O orelhão, ícone do design e da identidade brasileira, está sendo retirado das ruas do país após o término das concessões do serviço de telefonia fixa das empresas responsáveis pelos aparelhos. Quase indispensáveis no passado, os telefones públicos tornaram-se obsoletos com a popularização dos celulares. Segundo a Agência Nacional de Telecomunicações (Anatel), restam 16 orelhões na região Sul do Estado.
A partir de janeiro, começa a remoção em massa de carcaças e aparelhos desativados.
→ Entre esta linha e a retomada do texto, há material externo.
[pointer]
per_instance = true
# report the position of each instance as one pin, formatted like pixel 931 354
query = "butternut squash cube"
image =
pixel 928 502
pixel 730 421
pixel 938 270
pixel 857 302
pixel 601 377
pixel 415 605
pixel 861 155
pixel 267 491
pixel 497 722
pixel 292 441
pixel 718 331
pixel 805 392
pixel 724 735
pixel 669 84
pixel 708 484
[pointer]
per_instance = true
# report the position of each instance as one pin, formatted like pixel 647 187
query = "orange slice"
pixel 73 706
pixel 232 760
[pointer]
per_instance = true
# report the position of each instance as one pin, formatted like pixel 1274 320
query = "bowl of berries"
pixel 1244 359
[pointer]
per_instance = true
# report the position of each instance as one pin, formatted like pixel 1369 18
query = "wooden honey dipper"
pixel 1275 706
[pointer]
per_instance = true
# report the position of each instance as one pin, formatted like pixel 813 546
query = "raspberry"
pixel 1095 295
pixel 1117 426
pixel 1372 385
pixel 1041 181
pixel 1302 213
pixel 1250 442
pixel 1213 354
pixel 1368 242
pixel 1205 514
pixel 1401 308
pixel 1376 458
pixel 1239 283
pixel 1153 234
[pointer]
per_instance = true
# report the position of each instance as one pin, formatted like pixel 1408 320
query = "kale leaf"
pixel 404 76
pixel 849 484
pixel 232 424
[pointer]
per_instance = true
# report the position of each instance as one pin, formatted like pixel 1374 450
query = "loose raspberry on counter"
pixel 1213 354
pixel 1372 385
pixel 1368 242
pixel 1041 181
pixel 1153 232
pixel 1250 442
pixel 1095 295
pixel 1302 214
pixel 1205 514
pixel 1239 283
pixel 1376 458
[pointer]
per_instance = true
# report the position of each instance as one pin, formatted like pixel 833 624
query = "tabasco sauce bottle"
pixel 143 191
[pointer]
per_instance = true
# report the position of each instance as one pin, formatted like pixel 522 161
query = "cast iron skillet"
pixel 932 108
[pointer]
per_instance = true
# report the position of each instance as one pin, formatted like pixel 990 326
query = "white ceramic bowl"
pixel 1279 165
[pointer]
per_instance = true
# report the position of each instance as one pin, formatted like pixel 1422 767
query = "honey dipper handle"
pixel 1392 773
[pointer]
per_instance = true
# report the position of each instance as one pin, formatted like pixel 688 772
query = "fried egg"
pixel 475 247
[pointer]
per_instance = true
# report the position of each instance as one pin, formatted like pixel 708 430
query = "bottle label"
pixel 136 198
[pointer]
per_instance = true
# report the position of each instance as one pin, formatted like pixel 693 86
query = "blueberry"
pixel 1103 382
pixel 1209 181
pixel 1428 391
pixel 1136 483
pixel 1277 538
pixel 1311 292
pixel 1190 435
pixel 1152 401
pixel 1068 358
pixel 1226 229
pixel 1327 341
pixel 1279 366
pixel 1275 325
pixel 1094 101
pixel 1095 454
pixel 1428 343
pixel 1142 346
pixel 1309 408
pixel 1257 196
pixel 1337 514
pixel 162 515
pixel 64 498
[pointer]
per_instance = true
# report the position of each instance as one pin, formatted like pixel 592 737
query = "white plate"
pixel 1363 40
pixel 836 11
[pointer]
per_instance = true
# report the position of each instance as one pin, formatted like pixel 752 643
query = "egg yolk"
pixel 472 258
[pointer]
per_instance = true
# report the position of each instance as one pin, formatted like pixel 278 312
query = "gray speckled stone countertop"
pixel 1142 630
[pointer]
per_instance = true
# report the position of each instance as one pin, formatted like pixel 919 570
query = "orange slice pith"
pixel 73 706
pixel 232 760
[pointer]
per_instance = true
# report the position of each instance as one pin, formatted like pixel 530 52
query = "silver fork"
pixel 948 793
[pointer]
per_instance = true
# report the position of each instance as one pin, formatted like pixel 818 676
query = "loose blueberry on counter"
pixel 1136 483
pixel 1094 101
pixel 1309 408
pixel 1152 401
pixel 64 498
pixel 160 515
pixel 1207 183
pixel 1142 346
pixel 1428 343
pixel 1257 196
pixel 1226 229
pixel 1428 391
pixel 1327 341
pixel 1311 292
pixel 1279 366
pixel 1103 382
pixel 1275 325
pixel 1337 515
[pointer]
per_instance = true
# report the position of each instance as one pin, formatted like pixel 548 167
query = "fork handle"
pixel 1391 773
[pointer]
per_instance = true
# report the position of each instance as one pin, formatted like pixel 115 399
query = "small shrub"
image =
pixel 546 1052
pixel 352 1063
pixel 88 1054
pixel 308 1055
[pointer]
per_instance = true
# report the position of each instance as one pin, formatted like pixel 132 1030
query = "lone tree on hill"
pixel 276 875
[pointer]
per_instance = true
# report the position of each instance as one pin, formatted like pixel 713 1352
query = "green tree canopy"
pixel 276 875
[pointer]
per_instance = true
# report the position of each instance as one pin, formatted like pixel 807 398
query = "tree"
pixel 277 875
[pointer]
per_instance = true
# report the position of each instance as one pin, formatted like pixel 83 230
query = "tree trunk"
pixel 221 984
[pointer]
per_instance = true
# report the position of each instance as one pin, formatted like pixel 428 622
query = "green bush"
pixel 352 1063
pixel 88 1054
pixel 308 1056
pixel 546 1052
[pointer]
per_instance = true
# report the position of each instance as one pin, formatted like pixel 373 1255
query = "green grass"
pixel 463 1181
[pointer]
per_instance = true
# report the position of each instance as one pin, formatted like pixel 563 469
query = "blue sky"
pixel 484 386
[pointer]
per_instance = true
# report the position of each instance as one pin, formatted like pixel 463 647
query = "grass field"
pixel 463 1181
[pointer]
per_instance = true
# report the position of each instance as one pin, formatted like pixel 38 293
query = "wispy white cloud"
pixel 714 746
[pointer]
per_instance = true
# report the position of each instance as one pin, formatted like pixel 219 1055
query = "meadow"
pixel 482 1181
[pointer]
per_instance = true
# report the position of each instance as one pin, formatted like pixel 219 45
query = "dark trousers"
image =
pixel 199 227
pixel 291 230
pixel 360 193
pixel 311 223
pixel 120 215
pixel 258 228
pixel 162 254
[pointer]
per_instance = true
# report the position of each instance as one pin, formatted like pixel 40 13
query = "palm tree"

Os orelhões serão mantidos apenas em cidades sem cobertura de telefonia móvel, e somente até 2028. De acordo com o professor do curso de Telecomunicações do IFSul, Nathan Amaral, a agência atua junto às operadoras para levar conectividade a regiões remotas. “A Anatel identifica áreas com cobertura insuficiente e exige a implantação de infraestrutura, garantindo que até 2028 toda a população tenha acesso à comunicação móvel e de dados”, explica.
O processo de extinção já vinha ocorrendo nos últimos anos. Em 2020, o Brasil ainda possuía cerca de 202 mil orelhões. Atualmente, os 16 aparelhos remanescentes na região estão distribuídos entre São José do Norte (5), Canguçu (3), Cerrito (2), Santa Vitória do Palmar (2), São Lourenço do Sul (1), Capão do Leão (1), Pinheiro Machado (1) e Candiota (1).
Um marco na telecomunicação brasileira
Criado em 1971 pela arquiteta e designer sino-brasileira Chu Ming Silveira, à época chefe do Departamento de Projetos da Companhia Telefônica Brasileira (CTB), o orelhão tornou-se um marco da telecomunicação brasileira. Inspirado no formato do ovo, o projeto resultou nos modelos Chu I, para ambientes internos, e Chu II, para áreas externas. Um ano após o lançamento, a CTB registrou aumento de 12% no volume diário de chamadas.
Segundo Amaral, os orelhões tiveram papel fundamental na democratização do acesso à comunicação. “Eles ajudaram a integrar regiões, facilitaram atividades econômicas, situações de emergência e a circulação de informações. Tiveram um papel social importante na inclusão e na democratização da comunicação antes da popularização dos celulares”, explica.
A dona de casa Luciana Farias lembra que o uso era simples e cotidiano. “Eu usava muito! Naquela época era só o orelhão. Não tinha celular”, recorda. Segundo ela, bastava ter uma ficha – posteriormente substituída por cartões telefônicos – para realizar uma chamada.
Fim de uma era
O professor afirma que a desativação dos orelhões marca o fim de uma era da telecomunicação no Brasil. “A obsolescência dos telefones públicos representa uma transição tecnológica, do telefone fixo para a comunicação móvel e digital, evidenciando a evolução por meio da mobilidade”, destaca.
Segundo Amaral, a substituição dos orelhões por celulares foi acelerada pela redução dos preços dos aparelhos, oferta de planos pré-pagos e expansão das redes móveis. “A praticidade, a mobilidade, a chegada da internet e a falta de manutenção dos orelhões também contribuíram para esse processo”, acrescenta.
Apesar disso, ele lembra que moradores de áreas rurais ou isoladas, pessoas idosas, sem celular e em situações de emergência – como desastres naturais ou falhas na telefonia móvel – ainda podem demandar esse tipo de serviço.
Mesmo tendo utilizado mais os telefones fixos, o comerciário Paulo Silva, de 70 anos, lamenta que diversos aparelhos tenham sido depredados, com fones quebrados e apenas os cabos expostos. “Eles foram se depredando com o tempo. Era para ter até hoje. É uma coisa que ainda faz falta”, avalia.
Da mesma forma que ocorreu com os orelhões, outras tecnologias atuais tendem a se tornar obsoletas nos próximos anos. Entre os exemplos do professor estão os telefones fixos residenciais, cada vez mais substituídos pelos celulares; a televisão por assinatura tradicional, por conta dos serviços de streaming e plataformas de vídeo; e cartões de crédito físicos e dinheiro em espécie, devido ao avanço dos pagamentos digitais, carteiras eletrônicas e aplicativos bancários.